Monday, 2nd December 2002, 2:32pm
An opinion by:
Nette 
Collected Stories by Mavis Gallant
Mavis Gallant is my favourite short story writer. I know this now, after devouring page after page of this enormous book. The book is like an expensive box of chocolates, big and cubic in red and black with gold letters, decadent and indulgent and leaving you wanting more. Perhaps someone could publish more of her excellent stories in smaller volumes, less heavy on the chest while reading in bed, less difficult to prop open.
But you won't be tempted to press flowers between the pages. Mavis Gallant is like a lyrical anthropologist, describing the world around her in intricate detail with scathingly accurate statements. No sentimental moments, no romantic pining to be found here, which is perhaps why she is my father's favourite writer as well. Could we say her sense of pathos is nearly masculine? But now I am getting tangled in myself - let's just say you'll gasp at her insight, and her rapidfire writing style and admire the career she has invented for herself in a difficult, male- dominated milieu.

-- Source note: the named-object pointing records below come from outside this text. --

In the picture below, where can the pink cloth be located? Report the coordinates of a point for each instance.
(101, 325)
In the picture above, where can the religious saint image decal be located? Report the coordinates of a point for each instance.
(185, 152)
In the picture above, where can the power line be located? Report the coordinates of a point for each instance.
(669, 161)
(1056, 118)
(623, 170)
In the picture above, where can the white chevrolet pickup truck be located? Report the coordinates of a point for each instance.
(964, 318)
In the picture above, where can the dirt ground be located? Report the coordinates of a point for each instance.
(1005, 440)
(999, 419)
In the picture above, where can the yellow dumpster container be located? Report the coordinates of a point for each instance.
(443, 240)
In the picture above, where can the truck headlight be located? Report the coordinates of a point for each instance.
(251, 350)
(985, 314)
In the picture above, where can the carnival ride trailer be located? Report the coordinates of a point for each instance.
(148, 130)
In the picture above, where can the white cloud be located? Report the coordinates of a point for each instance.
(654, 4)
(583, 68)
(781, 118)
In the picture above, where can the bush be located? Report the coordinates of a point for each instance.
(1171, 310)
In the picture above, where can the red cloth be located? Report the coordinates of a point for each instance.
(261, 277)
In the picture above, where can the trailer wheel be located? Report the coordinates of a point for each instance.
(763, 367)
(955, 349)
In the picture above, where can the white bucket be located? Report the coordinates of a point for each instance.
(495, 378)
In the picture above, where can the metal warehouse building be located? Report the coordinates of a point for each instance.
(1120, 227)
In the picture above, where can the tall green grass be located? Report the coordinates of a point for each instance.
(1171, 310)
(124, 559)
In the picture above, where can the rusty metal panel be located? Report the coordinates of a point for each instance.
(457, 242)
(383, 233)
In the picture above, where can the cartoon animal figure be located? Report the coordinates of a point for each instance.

Her world is the hyperrealist universe of European expatriates, displaced immigrants, Parisians, and the occasional Quebecois. Consider this randomly selected passage, taken from a story called Remission:
"When Ron left, Barbara marched the children up to Rivabella and made them look at the church. They had seen it, but she made them look again. She held the mistaken belief that religion was taught in French state schools, and she wanted to arm them. The children knew by now that what their mother called "France" was not really France down here but a set of rules, a code for doing things, such as how to recite the multiplication table or label a wine."
You can open this anthology on any page and find descriptions of how people think and then again how they are perceived to be thinking - multi-layered psychology that can only enhance your own way of seeing your world. What I am also pining for is the Mavis Gallant autobiography, because although it is immediately clear that she can see through everyone, you can't help wondering what she would say about herself.